Saturday, July 21, 2007

What the NBA should do about their referees



"That was a three you hit right? Yes, I saw your toe on the line, let's just agree it was a three and move on."



For a few years now, several people I know have playfully purported that the NBA fixes games. Sometimes their justification is that the NBA wants to promote a certain star or team, thus manipulating games to the outcome they want. Never fully serious, they cite a few examples such as Dwyane Wade's phantom calls in the 2006 Finals, Michael Jordan's countless foul calls during his tenure in the league and Derek Fisher's 0.4-second buzzer beater in 2004. I always shrugged it off of course. The NBA has no reason to rig contests. They may be slipping in popularity as compared to the other two major sports, but they are doing OK for themselves. Fixing games isn't a business they need to get into.

I wrote a post about the stupidity of resistance to putting an NBA team in Las Vegas, and I still believe this to be true. Players are paid well enough to avoid these types of things.

The one facet I never thought of was the potential corruption of NBA referees. 15-year NBA referee Tim Donaghy is currently being investigated by the FBI for point shaving, mob connections and other no-good activities.

The NBA is obviously in a huge pickle. In a sport, integrity is at the top of things a sports league must have to survive as a valid competition. It's the reason Major League Baseball is trying to distance itself from Barry Bonds. It's the reason there was a fuss about Wayne Gretzky's wife's involvement in a gambling ring. It's the reason Roger Goodell is punishing criminal NFL players for acting the fool. It's the reason the Tour de France is trying its best to crack down on dopers. You just can't have any question in the general public's mind that the players aren't being true to the game.

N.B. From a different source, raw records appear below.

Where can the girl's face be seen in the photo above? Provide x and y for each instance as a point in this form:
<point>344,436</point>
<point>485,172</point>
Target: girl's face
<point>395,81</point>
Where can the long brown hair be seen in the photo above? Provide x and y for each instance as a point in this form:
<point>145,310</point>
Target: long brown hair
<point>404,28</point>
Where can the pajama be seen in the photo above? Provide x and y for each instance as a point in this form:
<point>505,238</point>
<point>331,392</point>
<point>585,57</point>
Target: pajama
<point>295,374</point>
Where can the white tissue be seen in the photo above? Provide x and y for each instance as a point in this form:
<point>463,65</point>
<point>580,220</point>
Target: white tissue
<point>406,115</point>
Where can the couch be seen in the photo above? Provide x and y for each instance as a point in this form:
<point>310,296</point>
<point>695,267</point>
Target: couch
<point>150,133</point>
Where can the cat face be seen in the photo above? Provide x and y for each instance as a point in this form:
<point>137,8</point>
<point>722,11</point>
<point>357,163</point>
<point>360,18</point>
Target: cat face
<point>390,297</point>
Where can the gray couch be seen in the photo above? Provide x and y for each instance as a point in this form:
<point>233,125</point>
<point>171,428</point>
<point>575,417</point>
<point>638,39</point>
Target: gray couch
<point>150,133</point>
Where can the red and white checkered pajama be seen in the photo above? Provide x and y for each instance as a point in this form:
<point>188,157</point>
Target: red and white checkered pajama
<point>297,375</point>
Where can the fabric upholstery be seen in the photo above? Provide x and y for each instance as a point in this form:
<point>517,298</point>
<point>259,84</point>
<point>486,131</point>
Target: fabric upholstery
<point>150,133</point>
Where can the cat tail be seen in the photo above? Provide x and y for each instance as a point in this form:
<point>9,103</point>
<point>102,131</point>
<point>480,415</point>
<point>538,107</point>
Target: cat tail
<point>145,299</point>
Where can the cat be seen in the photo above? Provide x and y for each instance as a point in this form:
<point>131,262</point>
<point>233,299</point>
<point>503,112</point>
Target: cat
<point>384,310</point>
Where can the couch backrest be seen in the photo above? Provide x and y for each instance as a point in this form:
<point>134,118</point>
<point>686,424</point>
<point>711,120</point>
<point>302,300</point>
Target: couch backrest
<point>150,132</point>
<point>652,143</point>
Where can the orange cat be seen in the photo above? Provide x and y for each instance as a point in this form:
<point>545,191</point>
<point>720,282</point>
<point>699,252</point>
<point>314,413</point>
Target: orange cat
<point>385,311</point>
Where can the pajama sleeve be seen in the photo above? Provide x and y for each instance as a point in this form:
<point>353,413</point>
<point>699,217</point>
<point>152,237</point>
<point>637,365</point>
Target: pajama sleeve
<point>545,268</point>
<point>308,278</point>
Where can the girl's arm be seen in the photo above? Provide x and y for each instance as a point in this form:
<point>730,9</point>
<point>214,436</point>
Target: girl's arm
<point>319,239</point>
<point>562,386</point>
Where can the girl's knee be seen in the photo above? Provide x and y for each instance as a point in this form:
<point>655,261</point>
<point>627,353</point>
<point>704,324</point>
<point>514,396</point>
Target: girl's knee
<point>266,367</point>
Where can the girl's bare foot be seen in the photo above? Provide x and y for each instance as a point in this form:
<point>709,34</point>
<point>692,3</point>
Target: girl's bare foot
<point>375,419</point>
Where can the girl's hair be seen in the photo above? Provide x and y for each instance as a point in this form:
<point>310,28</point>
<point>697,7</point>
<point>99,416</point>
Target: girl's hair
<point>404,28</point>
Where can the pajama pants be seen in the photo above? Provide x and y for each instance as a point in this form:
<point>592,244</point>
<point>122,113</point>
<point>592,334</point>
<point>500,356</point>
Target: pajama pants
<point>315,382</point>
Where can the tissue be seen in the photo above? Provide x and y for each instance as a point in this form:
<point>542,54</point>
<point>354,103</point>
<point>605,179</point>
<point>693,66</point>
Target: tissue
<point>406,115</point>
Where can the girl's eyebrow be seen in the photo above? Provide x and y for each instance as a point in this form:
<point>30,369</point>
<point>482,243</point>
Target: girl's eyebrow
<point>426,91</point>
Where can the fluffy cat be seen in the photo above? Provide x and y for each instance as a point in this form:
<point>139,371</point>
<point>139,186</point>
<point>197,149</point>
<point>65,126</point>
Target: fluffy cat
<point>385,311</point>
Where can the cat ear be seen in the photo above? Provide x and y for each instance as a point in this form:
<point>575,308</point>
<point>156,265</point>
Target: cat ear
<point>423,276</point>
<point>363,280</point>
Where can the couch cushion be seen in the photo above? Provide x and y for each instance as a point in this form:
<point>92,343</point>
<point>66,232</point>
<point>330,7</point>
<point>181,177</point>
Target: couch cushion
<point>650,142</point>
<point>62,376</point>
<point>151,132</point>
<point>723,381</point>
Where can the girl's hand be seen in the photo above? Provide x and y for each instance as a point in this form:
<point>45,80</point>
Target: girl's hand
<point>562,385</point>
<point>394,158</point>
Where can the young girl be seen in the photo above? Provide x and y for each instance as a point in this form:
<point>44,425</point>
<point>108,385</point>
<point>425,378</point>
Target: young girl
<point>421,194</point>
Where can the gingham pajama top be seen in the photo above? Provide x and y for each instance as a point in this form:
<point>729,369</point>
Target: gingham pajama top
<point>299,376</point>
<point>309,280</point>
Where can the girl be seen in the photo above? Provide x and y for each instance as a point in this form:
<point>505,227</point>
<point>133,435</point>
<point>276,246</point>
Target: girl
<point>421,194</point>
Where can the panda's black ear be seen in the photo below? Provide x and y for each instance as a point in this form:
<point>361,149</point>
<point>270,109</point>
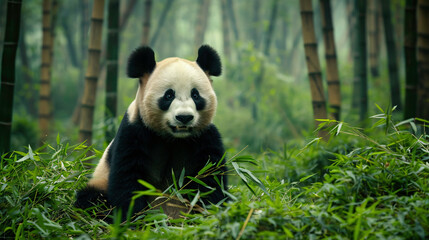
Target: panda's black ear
<point>209,60</point>
<point>140,62</point>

So, in a time that's about as inconvenient as it can be, the NBA finds itself having to answer questions about corruption. Following a very tumultuous playoffs, where many fans feel that the Western Conference Semifinals between the Spurs and Suns was tainted, the outcome of many games is being questioned as potentially tainted as well.

So, how do you fix this? One suggestion is to raise referee salaries. Making between $100,000 and $300,000 a year, NBA referee salaries are a drop in the bucket compared to the players they officiate. It's a dastardly situation for all involved. Unless you start paying them close to what the average player makes ($5.2 million/year on average), that isn't going to work. With games having the potential of millions of dollars riding on the outcome, the incentive to side with the seedier side of life is still strong.

They could hire more surveillance on officials, but they already do quite a bit to monitor their bank accounts and police within. So, I have a simpler solution.

Do nothing.

OK, maybe not absolutely nothing, but don't change any fundamental ways that they deal with officials. Push a hard public-relations campaign to try and convince the public that your league isn't corrupt. Up referee salaries by 10 percent to dupe the public into thinking that will make a difference. They are kinda dumb, after all.

But honestly, there isn't really anything you can do other than screening the people you hire and following their financial moves as much as possible. There will be a public outcry about this situation, but it's an isolated incident, and that's what the NBA has to focus on for damage control. Many columnists will call for the overhaul of the system that the NBA uses in monitoring and hiring its referees, but this isn't the solution. If the NBA focuses on more than promoting this as an isolated incident, they are giving in more than they should and will ultimately wish they hadn't. They should also tack on some PR about improving officiating on the court, which is really what NBA fans want anyway.

In the end, this will probably be a stink that doesn't die for some time, let's just hope it's the only stink.